Vincent Bolloré a été auditionné le 19 janvier  par la commission d'enquête parlementaire1 mise en place par le Sénat français pour enquêter sur la concentration des médias et ses effets sur la vie démocratique2 en France. Bolloré a rejeté les accusations d'interventionnisme politique ou idéologique, et a avancé que sa politique d'expansion médiatique avait une vocation purement économique et s'expliquait par le fait que les médias seraient le deuxième secteur économique le plus rentable après celui du luxe3 .

Cela expliquerait sans doute pourquoi Bolloré, qui réalise un tiers de son chiffre d'affaire en Afrique, souhaiterait céder ses activités portuaires et logistiques en Afrique4   à l'armateur Suisse MSC5 , déjà présent au Togo et en Côte d'Ivoire. Pour autant, malgré l'abandon de Bolloré Africa Logistics, en ce qui concerne ses activités africaines,  le groupe conserve sa participation dans SOCFIN6 , et l'activité de Group Vivendi Africa.

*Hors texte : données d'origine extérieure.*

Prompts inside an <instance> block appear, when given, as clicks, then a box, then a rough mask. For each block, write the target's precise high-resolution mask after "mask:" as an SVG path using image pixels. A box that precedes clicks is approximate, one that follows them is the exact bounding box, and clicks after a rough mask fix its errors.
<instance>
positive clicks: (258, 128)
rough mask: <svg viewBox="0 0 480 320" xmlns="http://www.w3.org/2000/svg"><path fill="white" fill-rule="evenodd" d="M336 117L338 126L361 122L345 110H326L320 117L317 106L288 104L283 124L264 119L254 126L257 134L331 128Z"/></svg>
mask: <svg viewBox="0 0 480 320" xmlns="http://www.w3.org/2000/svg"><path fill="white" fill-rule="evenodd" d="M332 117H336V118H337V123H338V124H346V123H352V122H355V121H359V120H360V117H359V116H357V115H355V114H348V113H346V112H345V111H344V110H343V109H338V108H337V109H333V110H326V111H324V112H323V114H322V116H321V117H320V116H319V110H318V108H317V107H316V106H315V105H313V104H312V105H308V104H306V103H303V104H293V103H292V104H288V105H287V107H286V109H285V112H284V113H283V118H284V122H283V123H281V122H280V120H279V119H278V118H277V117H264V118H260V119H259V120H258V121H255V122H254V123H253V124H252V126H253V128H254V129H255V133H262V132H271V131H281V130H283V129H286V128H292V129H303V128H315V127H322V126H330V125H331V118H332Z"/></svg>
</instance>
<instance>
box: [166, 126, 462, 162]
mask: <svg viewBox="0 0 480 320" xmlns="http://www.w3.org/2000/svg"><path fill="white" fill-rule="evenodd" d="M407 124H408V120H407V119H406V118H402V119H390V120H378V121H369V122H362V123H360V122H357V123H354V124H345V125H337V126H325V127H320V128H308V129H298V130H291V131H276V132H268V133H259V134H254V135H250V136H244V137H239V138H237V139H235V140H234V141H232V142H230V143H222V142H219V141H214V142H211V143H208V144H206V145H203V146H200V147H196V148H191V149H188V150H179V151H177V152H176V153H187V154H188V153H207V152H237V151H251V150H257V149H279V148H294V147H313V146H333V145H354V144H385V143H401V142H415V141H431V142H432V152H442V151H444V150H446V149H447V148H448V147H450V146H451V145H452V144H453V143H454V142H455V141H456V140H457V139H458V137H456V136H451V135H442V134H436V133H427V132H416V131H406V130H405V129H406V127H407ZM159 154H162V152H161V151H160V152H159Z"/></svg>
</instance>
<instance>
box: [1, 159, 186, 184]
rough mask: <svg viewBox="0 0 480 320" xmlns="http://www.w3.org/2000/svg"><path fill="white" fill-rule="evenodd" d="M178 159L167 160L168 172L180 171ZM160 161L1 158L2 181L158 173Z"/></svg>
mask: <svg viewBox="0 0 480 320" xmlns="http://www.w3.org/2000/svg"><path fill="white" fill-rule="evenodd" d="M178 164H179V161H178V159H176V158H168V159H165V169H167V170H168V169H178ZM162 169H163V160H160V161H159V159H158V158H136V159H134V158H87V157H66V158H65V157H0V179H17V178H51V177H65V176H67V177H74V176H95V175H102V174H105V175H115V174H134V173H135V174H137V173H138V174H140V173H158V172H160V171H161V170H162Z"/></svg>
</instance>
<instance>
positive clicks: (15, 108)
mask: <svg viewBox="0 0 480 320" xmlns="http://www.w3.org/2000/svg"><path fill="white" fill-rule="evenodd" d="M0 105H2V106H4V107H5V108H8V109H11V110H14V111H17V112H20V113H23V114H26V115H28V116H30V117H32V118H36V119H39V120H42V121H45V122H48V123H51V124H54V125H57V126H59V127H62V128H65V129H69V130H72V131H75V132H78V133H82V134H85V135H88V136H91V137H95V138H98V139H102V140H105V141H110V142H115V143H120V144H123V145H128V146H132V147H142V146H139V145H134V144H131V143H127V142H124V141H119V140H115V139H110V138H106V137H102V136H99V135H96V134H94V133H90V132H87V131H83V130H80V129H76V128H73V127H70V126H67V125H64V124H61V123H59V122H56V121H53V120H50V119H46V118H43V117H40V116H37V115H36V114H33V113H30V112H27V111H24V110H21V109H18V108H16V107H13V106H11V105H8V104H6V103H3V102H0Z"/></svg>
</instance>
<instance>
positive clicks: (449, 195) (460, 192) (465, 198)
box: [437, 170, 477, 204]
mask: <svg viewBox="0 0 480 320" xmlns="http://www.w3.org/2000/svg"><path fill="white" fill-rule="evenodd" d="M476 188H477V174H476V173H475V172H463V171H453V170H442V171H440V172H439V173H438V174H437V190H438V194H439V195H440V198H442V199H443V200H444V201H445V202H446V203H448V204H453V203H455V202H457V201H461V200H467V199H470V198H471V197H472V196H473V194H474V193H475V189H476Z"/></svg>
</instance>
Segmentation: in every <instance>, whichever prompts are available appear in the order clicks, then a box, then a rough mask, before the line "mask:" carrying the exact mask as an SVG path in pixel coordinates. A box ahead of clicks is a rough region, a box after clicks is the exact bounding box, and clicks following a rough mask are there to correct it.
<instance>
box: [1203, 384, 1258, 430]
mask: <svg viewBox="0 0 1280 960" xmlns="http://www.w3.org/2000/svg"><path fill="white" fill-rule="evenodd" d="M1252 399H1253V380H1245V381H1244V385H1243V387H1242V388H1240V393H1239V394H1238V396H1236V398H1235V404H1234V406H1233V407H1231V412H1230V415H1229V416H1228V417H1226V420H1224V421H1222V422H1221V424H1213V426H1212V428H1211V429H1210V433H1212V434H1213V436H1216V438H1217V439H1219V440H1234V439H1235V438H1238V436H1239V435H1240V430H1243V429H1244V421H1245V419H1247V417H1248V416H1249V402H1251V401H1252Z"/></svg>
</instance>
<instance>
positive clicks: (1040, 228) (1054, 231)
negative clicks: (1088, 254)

La commission a évoqué la politisation de CNews, la brutalité des méthodes Bolloré, dénoncées par RSF, et l'abus des poursuites judiciaires à l'encontre des journalistes, plusieurs fois déboutées par la justice7 . La concentration verticale8 du groupe a aussi été évoquée : Presse (JDD), télévision (CNews, Canal), radio (Europe 1), édition9 , Havas (communication, y-compris politique10 ), musique (Universal), video online (Dailymotion), instituts de sondage (CSA). En revanche la commission n'a pas mentionné Group Vivendi Africa, qui déploie une offre internet haut débit en Afrique Francophone.

Vincent Bolloré a expliqué qu'il souhaite que son groupe permette défendre la culture française et européenne en concurrençant les GAFA: "le vrai danger ce sont les GAFA qui sont vous l'avez vu des poids considérables, qui passent à travers des tuyaux non contrôlés, non contrôlables..." Le lapsus non contrôlés/ non contrôlables prend toute sa signification quand on sait que si Bolloré va devoir céder ses activités logistiques en Afrique, en revanche Vivendi Africa va prendre des parts de marché importantes dans le domaine de la fourniture d'accès à Internet en Afrique francophone.

Si les sénateurs ont bien perçu la menace de la concentration médiatique sur la vie démocratique, ils n'ont pas semblé percevoir en quoi l'ajout du contrôle du secteur de l'accès à Internet à l'empire médiatique de Bolloré pose un problème de totalisme informationnel : Le groupe s'étend dans le domaine de l'information, de la publicité, de la communication politique, de la création audiovisuelle, autrement dit tous les contenus informationnels. En s'étendant à l'accès à Internet, le groupe peut dès lors contrôler les tuyaux qui diffusent tous ces contenus.

Et ce totalisme informationnel ne concerne pas que le contrôle de la création et de la diffusion de tous les contenus informationnels: il concerne aussi une possibilité de surveillance totale des utilisateurs. Un fournisseur d'accès peut matériellement accéder à la totalité des comportements des utilisateurs sur internet : quels sites ils consultent, quelles sont leurs habitudes d'achat, d'opinion, de préférences, et leurs relations. De nombreux services de renseignement rêveraient de pouvoir disposer des logs de connexion des utilisateurs, qui permettent de récueillir toutes ces informations.

Le risque démocratique engendré par ce totalisme informationnel est tel qu'il faudrait soit interdire aux opérateurs économiques d'exercer simultanément une activité de fournisseur d'accès et une activité de création ou d'exploitation de contenu informationnel, soit interdire aux fournisseurs d'accès d'enregistrer les activités des utilisateurs sur Internet.